Can the Net and/or digital advertising sell Coke more effectively than traditional radio today?
I can't speak to that because it's more complicated than that. It has more to do with what you're trying to achieve online. There's no question Proctor & Gamble moved a lot marketing dollars from pure advertising to other marketing programs, but those are marketing dollars.
Radio is primarily in the business of being a repository for commercials and in generating an audience. Right now, 85% of radio's revenue comes from guys who view the rankers, then place the buys. If that's the game, you're forced to play it whether you like it or not, and if the currency is Arbitron and the measuring instrument is the PPM ... so be it.
I'm not complaining about playing the game. I am saying that at some point in time, when you can show clients about how to get more people to walk in their doors because of what you can do through all your platforms ... when you can actually count those additional people, you can't tell me that won't be worth more to the clients than a station that just runs a schedule.
How much investment should a station invest in its digital/Net platforms ... and what would you counsel station management that wants a ROI sooner rather than later?
You always get what you aspire to be.
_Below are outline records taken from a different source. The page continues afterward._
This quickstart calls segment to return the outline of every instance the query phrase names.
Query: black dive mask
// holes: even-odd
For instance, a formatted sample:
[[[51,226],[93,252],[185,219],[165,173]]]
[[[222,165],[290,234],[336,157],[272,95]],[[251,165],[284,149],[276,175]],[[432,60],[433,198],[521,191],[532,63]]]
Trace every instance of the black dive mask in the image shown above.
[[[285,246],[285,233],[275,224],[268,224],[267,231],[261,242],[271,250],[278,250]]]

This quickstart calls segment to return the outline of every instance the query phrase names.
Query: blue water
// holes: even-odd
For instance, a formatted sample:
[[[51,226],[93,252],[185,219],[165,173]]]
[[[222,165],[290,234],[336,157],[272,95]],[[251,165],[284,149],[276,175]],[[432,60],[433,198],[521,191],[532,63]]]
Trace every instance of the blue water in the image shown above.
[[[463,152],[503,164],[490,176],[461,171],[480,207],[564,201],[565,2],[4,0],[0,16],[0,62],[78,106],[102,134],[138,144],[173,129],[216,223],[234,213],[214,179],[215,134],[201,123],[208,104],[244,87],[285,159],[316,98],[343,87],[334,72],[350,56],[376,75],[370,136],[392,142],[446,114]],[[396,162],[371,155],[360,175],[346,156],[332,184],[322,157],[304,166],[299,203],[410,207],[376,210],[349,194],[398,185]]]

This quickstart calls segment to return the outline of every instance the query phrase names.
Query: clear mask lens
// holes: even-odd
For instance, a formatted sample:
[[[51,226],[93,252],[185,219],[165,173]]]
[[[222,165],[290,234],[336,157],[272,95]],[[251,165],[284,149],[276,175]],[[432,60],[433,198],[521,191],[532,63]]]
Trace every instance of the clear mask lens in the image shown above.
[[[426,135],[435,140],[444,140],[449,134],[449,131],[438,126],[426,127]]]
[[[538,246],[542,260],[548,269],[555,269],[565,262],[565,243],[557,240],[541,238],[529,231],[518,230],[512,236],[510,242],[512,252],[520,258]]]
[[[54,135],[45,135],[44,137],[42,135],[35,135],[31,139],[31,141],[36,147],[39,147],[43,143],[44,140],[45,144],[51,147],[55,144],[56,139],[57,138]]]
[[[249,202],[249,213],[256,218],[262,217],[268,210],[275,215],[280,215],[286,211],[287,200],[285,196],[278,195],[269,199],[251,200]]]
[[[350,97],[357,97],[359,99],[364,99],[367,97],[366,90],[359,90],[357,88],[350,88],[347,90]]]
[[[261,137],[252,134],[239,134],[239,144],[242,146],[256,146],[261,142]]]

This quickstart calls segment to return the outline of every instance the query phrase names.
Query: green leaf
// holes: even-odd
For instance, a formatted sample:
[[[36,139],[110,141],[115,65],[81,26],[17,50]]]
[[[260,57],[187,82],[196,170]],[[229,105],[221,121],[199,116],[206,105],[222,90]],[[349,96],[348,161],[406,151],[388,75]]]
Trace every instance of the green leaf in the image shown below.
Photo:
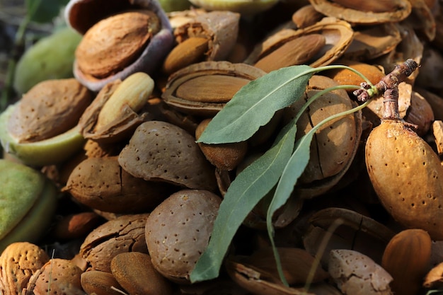
[[[28,17],[38,23],[50,23],[68,2],[69,0],[26,0]]]
[[[249,82],[215,115],[197,142],[222,144],[248,139],[275,112],[303,95],[316,71],[306,65],[288,66]]]
[[[343,86],[335,86],[333,88],[339,88]],[[332,90],[332,88],[331,88],[330,90]],[[319,97],[320,94],[322,94],[322,93],[323,91],[318,93],[318,95],[317,97]],[[314,97],[312,97],[311,98],[312,100],[310,100],[309,102],[313,101],[313,100],[315,99]],[[316,132],[318,128],[320,128],[323,125],[330,122],[330,120],[354,113],[355,112],[362,109],[363,108],[366,107],[366,105],[367,105],[369,103],[369,101],[367,101],[362,105],[360,105],[350,110],[333,115],[324,119],[323,120],[318,123],[316,126],[314,126],[311,130],[309,130],[306,134],[301,137],[301,138],[299,139],[299,141],[296,142],[294,153],[292,154],[292,156],[289,158],[289,161],[287,162],[286,167],[284,167],[284,169],[282,173],[282,175],[277,185],[277,188],[275,189],[274,197],[272,198],[272,200],[271,201],[271,203],[267,208],[267,212],[266,215],[266,226],[267,229],[267,233],[271,241],[271,245],[272,246],[274,257],[275,258],[275,261],[277,265],[277,270],[280,279],[282,279],[282,282],[287,286],[288,285],[288,284],[283,274],[283,271],[281,268],[280,255],[274,243],[274,228],[272,226],[272,217],[274,215],[274,213],[279,208],[283,206],[284,203],[287,202],[288,199],[291,197],[291,194],[294,190],[294,187],[297,184],[299,178],[300,177],[300,175],[301,175],[301,174],[304,171],[304,169],[308,165],[310,158],[311,143],[312,142],[313,134]]]
[[[237,229],[278,181],[292,154],[296,132],[297,125],[292,120],[280,131],[274,145],[232,182],[220,205],[208,246],[190,274],[191,282],[218,276]]]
Do you want to be a weekend golfer ... or a golf pro? Each requires a different level of commitment. You get what you ask for. You want to learn how to play the piano well by practicing just once a week? Good luck to that.
This totally has to do with how broadcasters see the future and the opportunities going forward. If you recognize that the 85% of the money you make from spots today will be 50% a couple years from now, you need to be on the right side on the future or be left holding the bag.
Last year Seth Godin told me something he has been saying for years -- that every radio station should know the e-mail address of all its listeners, since they already have a relationship with them. If a radio station had the e-mail address of all of its listeners, you know what you'd have? Groupon. And that's worth $8 billion now.